Caroline Freund
Caroline Freund, nonresident senior fellow at the Peterson Institute for International Economics, is dean of the University of California San Diego’s School of Global Policy and Strategy. Previously she was director of trade, competition and investment climate at the World Bank. She was also chief economist for the Middle East and North Africa at the World Bank, after working for nearly a decade in the international trade unit of the research department, and has worked in the research departments of the International Monetary Fund and the international finance division of the Federal Reserve Board.

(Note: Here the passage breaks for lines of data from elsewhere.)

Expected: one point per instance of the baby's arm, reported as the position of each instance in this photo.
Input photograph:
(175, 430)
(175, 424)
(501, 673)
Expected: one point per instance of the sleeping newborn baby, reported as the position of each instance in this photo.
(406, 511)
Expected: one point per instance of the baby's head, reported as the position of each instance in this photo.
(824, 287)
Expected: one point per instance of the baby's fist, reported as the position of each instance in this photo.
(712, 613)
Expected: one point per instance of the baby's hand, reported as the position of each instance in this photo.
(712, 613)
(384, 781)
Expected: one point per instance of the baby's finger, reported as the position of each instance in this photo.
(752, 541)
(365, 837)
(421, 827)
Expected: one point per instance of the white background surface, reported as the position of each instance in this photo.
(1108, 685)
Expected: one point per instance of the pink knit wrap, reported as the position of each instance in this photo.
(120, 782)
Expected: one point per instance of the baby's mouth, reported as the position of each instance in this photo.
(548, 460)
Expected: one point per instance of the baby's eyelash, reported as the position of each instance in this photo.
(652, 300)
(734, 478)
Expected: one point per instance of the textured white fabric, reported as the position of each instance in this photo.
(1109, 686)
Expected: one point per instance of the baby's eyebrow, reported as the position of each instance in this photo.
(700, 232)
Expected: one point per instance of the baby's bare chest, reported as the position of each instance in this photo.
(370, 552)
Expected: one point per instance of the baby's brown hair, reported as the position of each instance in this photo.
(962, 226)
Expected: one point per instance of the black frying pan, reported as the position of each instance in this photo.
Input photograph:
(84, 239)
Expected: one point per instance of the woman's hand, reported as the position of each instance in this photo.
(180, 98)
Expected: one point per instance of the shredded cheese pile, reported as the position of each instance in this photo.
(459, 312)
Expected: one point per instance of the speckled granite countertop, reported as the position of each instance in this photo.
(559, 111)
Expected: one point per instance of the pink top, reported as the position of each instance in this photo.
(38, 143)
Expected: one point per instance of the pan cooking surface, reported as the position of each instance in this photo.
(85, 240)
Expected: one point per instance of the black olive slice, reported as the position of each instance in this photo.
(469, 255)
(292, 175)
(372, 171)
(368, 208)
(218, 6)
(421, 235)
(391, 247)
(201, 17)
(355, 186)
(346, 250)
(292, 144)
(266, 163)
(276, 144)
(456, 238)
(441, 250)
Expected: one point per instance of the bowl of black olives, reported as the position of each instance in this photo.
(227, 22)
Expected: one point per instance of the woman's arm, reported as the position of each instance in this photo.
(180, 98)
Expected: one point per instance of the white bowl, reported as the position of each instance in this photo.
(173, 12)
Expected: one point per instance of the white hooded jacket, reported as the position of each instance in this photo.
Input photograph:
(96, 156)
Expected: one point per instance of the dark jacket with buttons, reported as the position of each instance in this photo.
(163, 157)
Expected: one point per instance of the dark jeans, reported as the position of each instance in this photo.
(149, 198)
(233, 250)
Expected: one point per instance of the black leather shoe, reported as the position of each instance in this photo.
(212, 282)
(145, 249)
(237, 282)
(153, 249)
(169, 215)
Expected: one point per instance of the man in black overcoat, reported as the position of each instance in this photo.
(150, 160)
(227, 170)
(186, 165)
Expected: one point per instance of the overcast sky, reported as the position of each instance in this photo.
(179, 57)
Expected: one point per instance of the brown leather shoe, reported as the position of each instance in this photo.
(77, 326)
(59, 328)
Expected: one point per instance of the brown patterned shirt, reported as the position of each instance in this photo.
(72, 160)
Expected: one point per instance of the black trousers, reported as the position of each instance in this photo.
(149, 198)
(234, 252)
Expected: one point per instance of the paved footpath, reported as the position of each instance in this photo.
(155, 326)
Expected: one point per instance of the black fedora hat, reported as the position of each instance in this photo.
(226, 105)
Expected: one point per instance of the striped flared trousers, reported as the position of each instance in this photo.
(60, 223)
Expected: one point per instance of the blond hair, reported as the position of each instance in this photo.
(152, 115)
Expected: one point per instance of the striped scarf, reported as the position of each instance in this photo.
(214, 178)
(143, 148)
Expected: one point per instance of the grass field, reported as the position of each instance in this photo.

Freund’s research examines international trade, trade policy, and economic growth. She is the author of Rich People Poor Countries: The Rise of Emerging Market Tycoons and their Mega Firms. She has published many articles on the effects of regional trade agreements and edited a volume on The WTO and Reciprocal Preferential Trading Agreements. Her work has appeared in academic journals, including: American Economic Review, Quarterly Journal of Economics, Review of Economics and Statistics, Journal of International Economics, and Journal of Development Economics.
Freund was a member of the EXIM Bank advisory committee from 2014 to 2016. She is on the scientific committees of CEPII (Institute for Research of the International Economy, Paris) and the Economic Research Forum (Cairo), is a member of the Centre for Economic Policy Research, and on the editorial board of the journal Economics and Politics. She received a PhD in economics from Columbia University.